Volume Rendering
Introduction
As part of a joint initiative with Dr. Rudy Lapeer from the
School of Computing Sciences at the
University of East Anglia, we developed a PC-based volume rendering application, called
3DView.
This application takes advantage of the high power of today's consumer graphics cards to
render volumetric data, for example from CT or MRI scans. The software can use 2D or 3D
texturing, according to the capability of the graphics card, which is detected at run time.
On this web site, we are currently offering a free download of this application, partly to
publicise our research and partly to attract feedback. 3DView is used as the basis for our
research in Augmented Reality.
This page summarises the features available in 3DView and illustrates these with a number
of screenshots. If you have any comments or questions about this application or any other
area of the web site, please contact us via e-mail and we will do our best to respond quickly.
3DView Basic features
The 3DView application runs on a Windows platform and was developed using Microsoft Visual
C++ and MFC. For import of DICOM data, we use a VC7 port of the OFFIS DCMTK Toolkit. 3DView is
designed to work on a standard desktop or laptop computer using an off-the-shelf graphics
adapter. The power available from today's high-performance graphics cards is such that the
features previously supplied by high-cost graphics workstations can now be provided at much
lower cost.
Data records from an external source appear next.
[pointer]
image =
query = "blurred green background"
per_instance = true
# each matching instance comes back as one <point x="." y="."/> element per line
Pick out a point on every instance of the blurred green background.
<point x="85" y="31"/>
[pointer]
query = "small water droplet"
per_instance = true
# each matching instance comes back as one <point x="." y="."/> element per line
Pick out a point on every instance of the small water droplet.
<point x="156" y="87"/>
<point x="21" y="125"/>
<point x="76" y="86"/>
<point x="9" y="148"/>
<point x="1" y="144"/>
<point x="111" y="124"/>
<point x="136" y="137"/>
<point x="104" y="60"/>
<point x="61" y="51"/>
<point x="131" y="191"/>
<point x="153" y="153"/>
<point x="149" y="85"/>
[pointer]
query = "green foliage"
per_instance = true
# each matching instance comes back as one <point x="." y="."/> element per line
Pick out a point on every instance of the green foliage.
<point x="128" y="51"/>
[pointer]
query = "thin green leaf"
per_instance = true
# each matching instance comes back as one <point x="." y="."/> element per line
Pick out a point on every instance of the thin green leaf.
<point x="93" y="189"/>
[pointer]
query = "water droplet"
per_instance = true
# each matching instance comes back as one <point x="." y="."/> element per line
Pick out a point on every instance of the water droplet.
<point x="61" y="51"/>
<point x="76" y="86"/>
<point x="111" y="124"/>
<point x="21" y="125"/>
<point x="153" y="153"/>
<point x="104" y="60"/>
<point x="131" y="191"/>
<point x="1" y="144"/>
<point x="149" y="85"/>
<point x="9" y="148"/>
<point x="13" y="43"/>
This improvement in price/performance is driven by the computer games market,
which is still expanding. 3DView uses the OpenGL API for rendering.
Although 3DView will run on most modern hardware, it is optimised for higher-specification
graphics cards (NVidia GeForce 3 and above, or ATI Radeon 9000 and above). Some features,
which are more developed in our current research, are rudimentary in 3DView. The
features include:
- Alpha blended display of volumetric data using 2D or 3D textures
- Maximum Intensity Projection (MIP)
- Multi-Planar Reformatting (MPR)
- Up to six fixed-orientation moveable cut planes
- Interactive fly-through
- Stereoscopic display using anaglyph or dual viewport methods
- Interactive transfer function modification
- Iso-surface mesh generation
- 3D Watershed segmentation
- Raw data and DICOM data import options
**** New version **** Version 1.2.3 of 3DView, released 14th August 2007 has a number of bug fixes which solve compatibility problems with some DICOM data.